Gauthier de Chazay se mit à rire, d'un rire si joyeux qu'il faisait plaisir à entendre.

— De nos jours est proscrit aujourd'hui qui sera maréchal demain.

L'ennemi du matin devient le frère du soir et l'ami du soir est exécré quand revient l'aube. Nous vivons un temps de folie, mais l'heure viendra où tout rentrera dans l'ordre, où le royaume connaîtra son renouveau et refleurira plus beau qu'avant. Jusque-là, il y a encore des coups à donner et à recevoir : j'en veux ma part. Et puis, quoi que vous en pensiez, gracieuse dame, et même si cela vous fâche un peu...

c'est à votre service que je veux entrer, c'est vous que je veux servir, défendre, vous surtout !...

Catherine ne répondit pas tout de suite. Quelque chose en elle s'était ému à cette profession de foi inattendue. Ce garçon ne saurait jamais à quel point il lui rappelait Gauthier, le grand, Gauthier Malencontre dont, toujours, la rencontre avait été fatale aux ennemis qui s'étaient dressés devant elle.

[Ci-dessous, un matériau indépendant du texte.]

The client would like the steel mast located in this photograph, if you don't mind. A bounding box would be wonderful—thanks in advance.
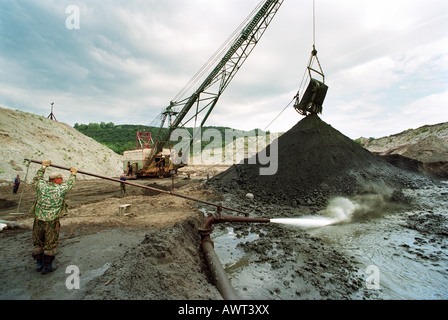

Lui aussi avait regimbé à l'idée d'accepter la férule d'Arnaud. Il se voulait son serviteur, à elle, uniquement, son serviteur et son rempart, ce qui d'ailleurs ne l'avait pas empêché de se dévouer bien souvent pour le maître de Montsalvy, ne fût-ce que sur l'esplanade de Grenade, quand ronflaient les tambours d'Allah.

Une voix timide du fond de son cœur lui soufflait que ce jeune homme qui portait son prénom recelait aussi en lui un peu de l'âme de son vieil ami, que c'était lui, peut-être, qui par-delà la mort le lui envoyait...

Nul plus que Gauthier au sang viking n'avait eu ce goût du combat et de la violence appliqués à une juste cause. Et Catherine trouvait une étrange douceur à se dire qu'elle aurait désormais auprès d'elle ce garçon qui lui rappelait tellement l'autre, celui qui, tout de même, avait emporté avec lui une partie de son cœur.

— C'est chose dite ! s'écria-t-elle en tendant spontanément sa main à son nouveau serviteur. Vous êtes désormais l'écuyer de la dame de Montsalvy. Maître Renaudot va vous donner un coin où dormir et, demain matin, au petit jour, vous irez avec Bérenger au marché aux chevaux, près d'ici, afin de vous procurer une monture et quelques vêtements plus solides pour affronter les intempéries.

Les hardes de Gauthier, en effet, montraient plus de trous et d'effilochures que de bon lainage. Mais l'étudiant était bien au-delà de ces délicatesses vestimentaires. Les yeux brillants de joie, il vint simplement s'agenouiller devant la jeune femme, sans se douter qu'il accomplissait le même geste qu'avait eu, jadis, l'autre Gauthier. Et ce fut presque dans les mêmes termes qu'il voua sa vie à sa nouvelle maîtresse.

Le lendemain, quand le soleil fut haut dans le ciel d'un beau jour de mai, il éclaira, non loin des moulins de Montrouge, dont les grandes ailes tournaient doucement au vent léger du matin, une troupe de cavaliers qui s'en allait vers le sud.

La dame de Montsalvy, flanquée de Bérenger de Roquemaurel, de Gauthier de Chazay et escortée par Tristan l'Hermite suivi de quelques soldats, quittait Paris après une halte de deux jours dont elle n'avait tiré qu'amertume et déception et qui ne lui laissait aucune envie de revoir un jour sa ville natale.

Elle allait vers la Loire pour y chercher à la fois le salut d'Arnaud et le droit, pour les gens de Montsalvy et pour elle-même, de vivre en paix.